Long-Lived Dipolar Molecules and Feshbach Molecules in a 3D Optical Lattice

We have realized long-lived ground-state polar molecules in a 3D optical lattice, with a lifetime of up to 25 s, which is limited only by off-resonant scattering of the trapping light. Starting from a 2D optical lattice, we observe that the lifetime increases dramatically as a small lattice potential is added along the tube-shaped lattice traps. The 3D optical lattice also dramatically increases the lifetime for weakly bound Feshbach molecules. For a pure gas of Feshbach molecules, we observe a lifetime of greater than 20 s in a 3D optical lattice; this represents a 100-fold improvement over previous results.
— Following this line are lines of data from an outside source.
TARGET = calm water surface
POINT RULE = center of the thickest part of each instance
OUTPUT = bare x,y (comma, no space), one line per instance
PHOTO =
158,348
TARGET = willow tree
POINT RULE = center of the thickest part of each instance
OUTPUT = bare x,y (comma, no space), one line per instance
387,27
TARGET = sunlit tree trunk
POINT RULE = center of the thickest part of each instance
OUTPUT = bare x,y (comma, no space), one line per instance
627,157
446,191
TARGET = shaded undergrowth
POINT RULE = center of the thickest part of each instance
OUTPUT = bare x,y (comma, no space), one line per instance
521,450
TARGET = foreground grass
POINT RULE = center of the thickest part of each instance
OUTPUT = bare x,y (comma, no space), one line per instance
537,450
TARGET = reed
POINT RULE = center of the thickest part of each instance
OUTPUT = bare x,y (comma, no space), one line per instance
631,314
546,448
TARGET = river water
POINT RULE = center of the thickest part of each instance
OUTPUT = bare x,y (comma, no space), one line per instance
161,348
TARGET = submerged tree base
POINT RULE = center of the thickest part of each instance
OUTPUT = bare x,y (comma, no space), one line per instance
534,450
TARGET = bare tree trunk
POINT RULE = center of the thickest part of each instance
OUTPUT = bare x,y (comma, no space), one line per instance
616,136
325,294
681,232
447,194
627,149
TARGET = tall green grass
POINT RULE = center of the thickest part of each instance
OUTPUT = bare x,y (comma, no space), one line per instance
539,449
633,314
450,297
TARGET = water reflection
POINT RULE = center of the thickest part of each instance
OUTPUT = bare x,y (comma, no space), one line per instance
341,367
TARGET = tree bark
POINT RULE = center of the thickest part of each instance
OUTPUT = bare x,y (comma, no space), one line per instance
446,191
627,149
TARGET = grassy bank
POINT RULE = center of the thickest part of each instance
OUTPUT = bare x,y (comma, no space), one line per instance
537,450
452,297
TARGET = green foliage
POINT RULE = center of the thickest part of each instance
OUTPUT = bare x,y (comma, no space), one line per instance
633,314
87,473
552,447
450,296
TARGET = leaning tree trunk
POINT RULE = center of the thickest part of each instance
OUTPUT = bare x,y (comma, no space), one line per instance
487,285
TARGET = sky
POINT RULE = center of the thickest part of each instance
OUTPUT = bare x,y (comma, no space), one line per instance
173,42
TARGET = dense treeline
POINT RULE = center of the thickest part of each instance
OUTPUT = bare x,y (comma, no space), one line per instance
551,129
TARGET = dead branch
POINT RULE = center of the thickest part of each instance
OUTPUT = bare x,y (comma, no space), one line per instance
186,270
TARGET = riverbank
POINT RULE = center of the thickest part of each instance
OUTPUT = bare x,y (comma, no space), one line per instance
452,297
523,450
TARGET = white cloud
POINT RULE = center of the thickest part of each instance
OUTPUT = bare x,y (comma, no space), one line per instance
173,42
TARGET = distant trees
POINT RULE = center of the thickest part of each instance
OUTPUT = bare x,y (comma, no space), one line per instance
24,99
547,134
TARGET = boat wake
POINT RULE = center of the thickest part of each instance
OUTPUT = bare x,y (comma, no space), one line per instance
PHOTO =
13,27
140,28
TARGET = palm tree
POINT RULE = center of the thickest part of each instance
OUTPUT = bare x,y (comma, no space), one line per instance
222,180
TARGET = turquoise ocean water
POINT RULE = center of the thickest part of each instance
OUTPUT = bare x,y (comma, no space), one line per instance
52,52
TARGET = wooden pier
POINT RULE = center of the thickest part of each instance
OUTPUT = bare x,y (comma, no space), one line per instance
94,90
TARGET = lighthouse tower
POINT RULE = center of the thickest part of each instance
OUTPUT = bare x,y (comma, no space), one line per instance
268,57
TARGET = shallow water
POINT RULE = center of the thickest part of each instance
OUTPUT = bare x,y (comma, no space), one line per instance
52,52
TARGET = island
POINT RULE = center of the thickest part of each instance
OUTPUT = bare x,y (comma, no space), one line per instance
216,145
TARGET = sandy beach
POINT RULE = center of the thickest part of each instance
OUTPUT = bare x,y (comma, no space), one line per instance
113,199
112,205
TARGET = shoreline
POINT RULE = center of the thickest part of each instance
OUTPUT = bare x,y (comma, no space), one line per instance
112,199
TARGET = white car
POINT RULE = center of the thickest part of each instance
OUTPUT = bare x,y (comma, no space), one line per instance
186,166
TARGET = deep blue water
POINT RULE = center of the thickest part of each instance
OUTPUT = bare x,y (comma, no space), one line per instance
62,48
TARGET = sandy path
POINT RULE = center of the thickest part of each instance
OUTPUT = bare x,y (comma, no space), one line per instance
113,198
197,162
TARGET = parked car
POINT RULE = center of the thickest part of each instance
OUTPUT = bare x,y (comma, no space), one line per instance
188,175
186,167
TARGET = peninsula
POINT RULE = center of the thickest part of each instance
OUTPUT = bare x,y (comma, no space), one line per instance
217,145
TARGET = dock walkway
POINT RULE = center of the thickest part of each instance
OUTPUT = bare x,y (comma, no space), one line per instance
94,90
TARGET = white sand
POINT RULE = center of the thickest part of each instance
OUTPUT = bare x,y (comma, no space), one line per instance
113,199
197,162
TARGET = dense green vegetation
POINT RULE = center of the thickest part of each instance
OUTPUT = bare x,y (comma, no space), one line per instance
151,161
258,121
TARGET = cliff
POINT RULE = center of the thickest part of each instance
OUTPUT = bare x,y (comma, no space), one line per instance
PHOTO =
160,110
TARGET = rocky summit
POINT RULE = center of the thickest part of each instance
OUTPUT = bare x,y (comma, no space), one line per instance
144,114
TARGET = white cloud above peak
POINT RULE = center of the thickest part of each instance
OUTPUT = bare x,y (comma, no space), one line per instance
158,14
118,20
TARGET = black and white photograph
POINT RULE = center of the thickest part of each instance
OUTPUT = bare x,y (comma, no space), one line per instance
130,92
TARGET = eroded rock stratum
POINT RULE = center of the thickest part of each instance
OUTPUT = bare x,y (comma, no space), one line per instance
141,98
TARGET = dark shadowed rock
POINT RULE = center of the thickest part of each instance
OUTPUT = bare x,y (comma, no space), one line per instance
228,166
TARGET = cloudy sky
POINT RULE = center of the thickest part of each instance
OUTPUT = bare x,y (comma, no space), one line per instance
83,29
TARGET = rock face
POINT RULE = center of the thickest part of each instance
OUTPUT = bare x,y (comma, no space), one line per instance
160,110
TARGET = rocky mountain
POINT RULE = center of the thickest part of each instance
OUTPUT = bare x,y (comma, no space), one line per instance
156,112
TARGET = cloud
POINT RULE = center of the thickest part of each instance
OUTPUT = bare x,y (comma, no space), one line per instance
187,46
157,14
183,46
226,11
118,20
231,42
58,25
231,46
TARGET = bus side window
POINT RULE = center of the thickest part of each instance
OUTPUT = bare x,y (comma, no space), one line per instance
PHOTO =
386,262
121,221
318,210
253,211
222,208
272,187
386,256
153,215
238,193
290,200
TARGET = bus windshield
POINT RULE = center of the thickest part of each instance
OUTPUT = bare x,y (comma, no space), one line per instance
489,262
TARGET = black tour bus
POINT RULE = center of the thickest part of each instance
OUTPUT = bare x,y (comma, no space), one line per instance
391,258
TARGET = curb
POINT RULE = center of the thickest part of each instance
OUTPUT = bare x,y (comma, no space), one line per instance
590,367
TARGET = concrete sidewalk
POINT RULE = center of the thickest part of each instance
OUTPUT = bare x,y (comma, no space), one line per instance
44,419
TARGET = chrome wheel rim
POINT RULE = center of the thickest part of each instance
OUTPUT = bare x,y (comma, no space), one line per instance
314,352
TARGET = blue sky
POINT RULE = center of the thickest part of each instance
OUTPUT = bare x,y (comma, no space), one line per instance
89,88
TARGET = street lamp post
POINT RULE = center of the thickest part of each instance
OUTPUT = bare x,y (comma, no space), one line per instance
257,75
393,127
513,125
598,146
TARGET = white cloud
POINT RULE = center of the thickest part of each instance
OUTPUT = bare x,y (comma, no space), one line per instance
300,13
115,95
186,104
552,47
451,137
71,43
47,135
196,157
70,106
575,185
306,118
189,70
This lifetime is also limited by off-resonant scattering, the rate of which is related to the size of the Feshbach molecule. Individually trapped Feshbach molecules in the 3D lattice can be converted to pairs of K and Rb atoms and back with nearly 100% efficiency.

Figure 1

Loss of ground-state KRb molecules as a function of time in a 3D lattice with depths of 56, 56, and 70 $E_R$ in $x$, $y$, and $z$, respectively, where $E_R={\hslash }^2{k}^2/2m$ is the KRb recoil energy, $k$ is the magnitude of the lattice beam wave vector, and $m$ the molecular mass. Neglecting the very short time points (red solid circles), the number of molecules for times larger than 1 s (black solid circles) are fit to a single exponential decay, yielding a $1/e$ lifetime of $16.3\pm 1.5\mathrm{s}$. Inset: Lifetime in an isotropic lattice with a depth of 50 $E_R$, with (blue open squares, 0.17 D) and without (black squares, 0 D) an applied electric field. The lifetimes at 0.17 D ($15\pm 4\mathrm{s}$) and 0 D agree within uncertainty.

Figure 2

Lifetime of KRb ground-state molecules in an optical lattice. Black circles: $x$ and $y$ lattice beams are fixed at 56 $E_R$ per beam, while $z$ is varied from 0 to 136 $E_R$ (1 $E_R$ corresponds to a lattice intensity $I=0.025\mathrm{kW}/{\mathrm{cm}}^2$). The lifetime reaches a maximum of $25\pm 5\mathrm{s}$ when the $z$ lattice depth is 34 $E_R$ (point b). For higher lattice intensities, the lifetime decreases, which is consistent with loss due to off-resonant light scattering (dashed line). The open circles correspond to 3D lattices where the radial confinement was also varied. The red squares correspond to lifetimes measured with an additional traveling-wave beam at 1064 nm illuminating the molecules in the 3D lattice. Point c (d) corresponds to the 3D lattice of point a with an intensity of $3.2\mathrm{kW}/{\mathrm{cm}}^2$ (b with $3.7\mathrm{kW}/{\mathrm{cm}}^2$) plus the additional beam intensity of $2.3\mathrm{kW}/{\mathrm{cm}}^2$ ($3.5\mathrm{kW}/{\mathrm{cm}}^2$). Solid lines: see text.

Figure 3

Lifetime of Feshbach molecules and confinement-induced molecules measured as a function of $B$. A purified sample of Feshbach molecules is held in an isotropic 3D optical lattice (50 $E_R$ per beam, 20 kHz trap frequency). Near the Feshbach resonance, the loss rate due to photon scattering can be modeled (solid line) as a weighted sum of the free atom loss rate ${\Gamma }_{\mathrm{atom}}$ and a higher loss rate for tightly bound molecules ${\Gamma }_{\mathrm{molecule}}$. The grey shaded area indicates the single-atom lifetime, and its uncertainty, measured for the same experimental conditions. Inset: Lifetime of Feshbach molecules in a 3D lattice as a function of the trap intensity, at 545.8 G (blue stars) and 543.18 G (green diamonds). The dashed and solid line fits are used to extract the scattering rates.